During the Cold War American imperial policy was embodied in a ‘soft’ political imperialism. The US government was largely content with promoting states that looked like it economically and politically or were compliant in US foreign policy objectives.  This drive to create democracies and free markets did often take violent turns with coups, wars, and interventions around the world, but they were often masked as collectively supported actions in consort with other states in the interest of the whole.  The extent to which this was actually true is obviously debateable, but suffice it to say the effort to couch even the most aggressive actions in the language of protecting and helping was a significant shift from the era of the ‘White Man’s Burden’.

This effort at spreading American influence reached its peak with the collapse of the Soviet Union as former communist states dissolved into free-market democracies.  In the last decade of the twentieth century the softer efforts at imperial expansion seemed successful as academics and commentators hailed the ‘End of History’ and the supremacy of the American model.  The first decade of the twenty-first century would test this with the interventions in Iraq and Afghanistan.  These last hurrahs of the most recent era of US imperialism were characterised by perceived failure and beset with difficulties.  These difficulties and an increasingly troublesome domestic situation in America itself has contributed to a feeling that the most recent iteration of US imperialism has not actually worked out for America itself.  This feeling is what Trump tapped into and has been forming his foreign policy around.
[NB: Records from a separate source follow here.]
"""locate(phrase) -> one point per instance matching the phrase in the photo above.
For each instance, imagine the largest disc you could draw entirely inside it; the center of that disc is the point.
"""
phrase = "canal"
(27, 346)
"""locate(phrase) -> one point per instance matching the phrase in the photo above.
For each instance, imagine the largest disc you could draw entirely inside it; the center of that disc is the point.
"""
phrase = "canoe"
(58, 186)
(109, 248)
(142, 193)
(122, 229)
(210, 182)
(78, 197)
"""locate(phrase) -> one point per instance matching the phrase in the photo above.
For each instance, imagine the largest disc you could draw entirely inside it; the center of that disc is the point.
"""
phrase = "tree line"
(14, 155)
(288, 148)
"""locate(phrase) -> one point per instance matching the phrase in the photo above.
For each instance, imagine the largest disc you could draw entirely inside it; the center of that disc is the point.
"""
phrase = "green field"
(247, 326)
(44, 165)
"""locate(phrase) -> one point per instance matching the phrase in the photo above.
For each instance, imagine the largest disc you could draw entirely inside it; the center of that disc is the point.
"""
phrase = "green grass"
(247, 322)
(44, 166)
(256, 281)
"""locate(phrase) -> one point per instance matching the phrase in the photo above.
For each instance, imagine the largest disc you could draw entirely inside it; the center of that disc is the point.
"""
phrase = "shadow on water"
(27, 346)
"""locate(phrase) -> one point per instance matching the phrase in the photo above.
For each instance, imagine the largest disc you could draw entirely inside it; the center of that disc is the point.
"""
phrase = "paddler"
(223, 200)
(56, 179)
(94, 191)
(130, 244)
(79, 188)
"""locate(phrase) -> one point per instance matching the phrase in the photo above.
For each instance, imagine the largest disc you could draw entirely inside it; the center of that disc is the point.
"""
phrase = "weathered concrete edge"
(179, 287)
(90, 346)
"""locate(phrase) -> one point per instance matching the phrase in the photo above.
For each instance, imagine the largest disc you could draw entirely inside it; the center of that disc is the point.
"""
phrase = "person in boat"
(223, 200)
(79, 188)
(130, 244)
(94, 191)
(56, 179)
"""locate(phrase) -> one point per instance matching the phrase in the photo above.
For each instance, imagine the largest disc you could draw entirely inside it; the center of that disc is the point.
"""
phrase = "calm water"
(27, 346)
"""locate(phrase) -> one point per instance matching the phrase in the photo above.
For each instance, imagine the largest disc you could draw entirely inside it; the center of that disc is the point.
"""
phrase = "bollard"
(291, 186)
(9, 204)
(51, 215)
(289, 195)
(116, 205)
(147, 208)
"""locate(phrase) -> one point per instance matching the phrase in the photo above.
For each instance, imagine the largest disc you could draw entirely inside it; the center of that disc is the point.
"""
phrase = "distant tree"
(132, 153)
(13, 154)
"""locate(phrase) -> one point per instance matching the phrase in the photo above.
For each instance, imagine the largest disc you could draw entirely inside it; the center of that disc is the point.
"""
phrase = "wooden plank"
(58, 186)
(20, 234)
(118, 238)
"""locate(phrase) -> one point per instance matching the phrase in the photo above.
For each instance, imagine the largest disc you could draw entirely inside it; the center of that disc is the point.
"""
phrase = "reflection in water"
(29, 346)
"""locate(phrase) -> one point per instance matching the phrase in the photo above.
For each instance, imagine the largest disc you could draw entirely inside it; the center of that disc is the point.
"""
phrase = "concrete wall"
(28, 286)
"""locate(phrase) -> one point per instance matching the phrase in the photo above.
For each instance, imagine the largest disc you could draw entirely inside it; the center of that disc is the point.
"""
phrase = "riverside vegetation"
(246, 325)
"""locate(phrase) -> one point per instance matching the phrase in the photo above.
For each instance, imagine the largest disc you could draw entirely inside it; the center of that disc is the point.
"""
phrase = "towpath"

Overall, the perceived failure of the post-war era of imperialism is the legacy that lives on in the Trump administration’s policy shift.  Whether or not this inadequacy is justified is not relevant insofar as it is viewed as having been detrimental to American interests by Trump and his followers. This ‘failure’ has been cited on numerous occasions by Republicans, the administration, and Trump himself in a direct effort to justify the current changes in policy and in an attempt to prove the necessity of a more aggressive stance.

America First:  A Return to the Past

In his effort to ‘Make America Great Again’ Trump has tapped into several latent trends from America’s past imperial projects and rehabilitated many of the attitudes, approaches, and beliefs of previous periods.  In this sense, the current Trumpian turn in American policy is not so much a new tack as a rediscovery of previous trends.  The new America seems to be increasingly trying to threaten and cajole its way towards reaffirming relationships with the rest of the world based on extraction and direct gain.  Understanding the threads that underlie this and the latent tendencies used as touchstones by this new administration is important for understanding how and why the US government is acting the way it is.

These changes in America’s approach to the world are not inherently new.  Trump’s efforts to reassert America’s dominance and his preoccupation with borders and the purity of citizenship all reflect past iterations of American imperial policy.  From the obsession with border security in the nascent United States to the conflict between race and entitlement of early nineteenth century America to the unabashed dominance of the United States at its imperial height, premonitions of the Trump administration’s policies and drives can be seen in all of them.  The fundamental reason this policy turn has been well received by politicians and many citizens of the United States is that imperialism and the drive for American superiority are inherent aspects of the US project.  These tendencies have been with the country since its very inception and they are there today.  These drives and beliefs are visible for all to see and will continue to push American and Trump administration policy in the years to come.  Recognising and understanding how these tendencies manifested previously will go a long way to helping the world understand and deal with the Trumpian turn.